Applications that we develop as cloud-native sometimes may have to deal with data related operations such as accessing, storing or sharing a data between applications.
As we know, our applications that we host on Kubernetes as containerized are ephemeral and stateless by nature. In other words, if we don’t use a persistent storage solution, any data that we store in a container will survive until the container is deleted.
In this article, we will see how we can create a persistent volume that can be accessed by many containers and also how to mount it to our containers. We will perform this operation by using fully managed Azure File shares service. We will also briefly mention that how we can make our persistent volume secure against potential security threats.
Prerequisites
We need to have following environment and tools.
- Azure Kubernetes Service
- Azure CLI
- Kubectl
Kubernetes Volumes
Kubernetes has a volume abstraction model that solves many problems such as data loss and has a structure that allows us to use different volume types.

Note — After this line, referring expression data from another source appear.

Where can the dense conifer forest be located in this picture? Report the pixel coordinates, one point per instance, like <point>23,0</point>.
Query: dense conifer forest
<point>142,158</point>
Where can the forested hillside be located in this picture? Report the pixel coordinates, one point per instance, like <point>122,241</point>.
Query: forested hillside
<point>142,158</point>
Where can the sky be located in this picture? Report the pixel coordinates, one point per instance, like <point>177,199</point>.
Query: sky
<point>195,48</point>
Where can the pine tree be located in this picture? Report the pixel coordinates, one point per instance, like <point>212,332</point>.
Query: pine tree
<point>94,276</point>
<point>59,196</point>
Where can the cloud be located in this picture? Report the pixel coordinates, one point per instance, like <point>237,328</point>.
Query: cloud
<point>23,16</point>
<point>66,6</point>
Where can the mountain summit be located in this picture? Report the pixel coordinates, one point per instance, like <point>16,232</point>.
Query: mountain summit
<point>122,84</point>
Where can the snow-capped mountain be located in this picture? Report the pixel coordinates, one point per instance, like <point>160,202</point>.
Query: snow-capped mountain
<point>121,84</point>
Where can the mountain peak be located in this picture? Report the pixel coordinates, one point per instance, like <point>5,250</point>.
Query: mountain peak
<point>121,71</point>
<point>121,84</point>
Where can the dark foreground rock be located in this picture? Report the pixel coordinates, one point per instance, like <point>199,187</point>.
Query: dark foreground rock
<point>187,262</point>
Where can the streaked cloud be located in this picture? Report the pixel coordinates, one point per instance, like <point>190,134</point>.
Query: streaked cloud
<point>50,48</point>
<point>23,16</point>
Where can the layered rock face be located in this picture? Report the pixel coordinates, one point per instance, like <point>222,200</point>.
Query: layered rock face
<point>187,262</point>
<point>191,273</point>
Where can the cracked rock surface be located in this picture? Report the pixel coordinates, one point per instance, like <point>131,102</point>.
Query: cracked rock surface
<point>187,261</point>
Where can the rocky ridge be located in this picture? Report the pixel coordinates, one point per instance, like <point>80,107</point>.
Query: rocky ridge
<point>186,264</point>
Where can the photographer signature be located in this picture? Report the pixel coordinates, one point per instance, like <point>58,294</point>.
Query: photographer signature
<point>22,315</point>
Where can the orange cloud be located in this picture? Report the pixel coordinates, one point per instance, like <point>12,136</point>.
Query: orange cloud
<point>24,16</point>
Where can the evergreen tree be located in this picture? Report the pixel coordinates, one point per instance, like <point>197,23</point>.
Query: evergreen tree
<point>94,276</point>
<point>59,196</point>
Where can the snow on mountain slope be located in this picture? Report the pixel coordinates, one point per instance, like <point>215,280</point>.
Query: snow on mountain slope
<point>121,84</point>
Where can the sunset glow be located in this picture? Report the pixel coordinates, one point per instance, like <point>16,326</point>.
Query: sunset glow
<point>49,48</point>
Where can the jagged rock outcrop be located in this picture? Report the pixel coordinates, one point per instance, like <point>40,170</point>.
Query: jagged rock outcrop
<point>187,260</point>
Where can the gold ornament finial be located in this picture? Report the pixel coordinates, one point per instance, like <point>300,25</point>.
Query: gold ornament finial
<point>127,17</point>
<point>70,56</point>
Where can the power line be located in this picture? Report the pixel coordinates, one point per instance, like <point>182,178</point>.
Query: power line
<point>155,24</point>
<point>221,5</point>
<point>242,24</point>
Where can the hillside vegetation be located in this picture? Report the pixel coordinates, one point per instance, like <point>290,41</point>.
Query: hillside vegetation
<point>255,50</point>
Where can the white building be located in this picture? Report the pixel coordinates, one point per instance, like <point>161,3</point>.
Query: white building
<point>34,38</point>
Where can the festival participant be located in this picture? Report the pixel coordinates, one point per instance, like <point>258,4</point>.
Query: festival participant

With this flexible structure, we can use different volume types within the pods simultaneously.
We can categorize volumes as Ephemeral and Persistent in Kubernetes. While the lifecycle of the ephemeral is bound to a pod, lifecycle of the persistent is not bound to any pod. In addition, when creating a Kubernetes volume, either it can be created statically by a cluster administrator or dynamically by the Kubernetes API.
In the context of the article, we will look at how to mount statically created Azure File shares service to a pod by using PersistentVolume and PersistentVolumeClaim resources.
Let’s Create a Azure File Shares
Azure Files offers us a fully managed file share service that can be accessed over SMB or NFS protocols. Especially if we are in the cloud environment migration process, we can make this migration process easier by using Azure Files since it has ability to work on both on-prem and cloud environments and also it easily gets mounted to the applications over SMB protocol.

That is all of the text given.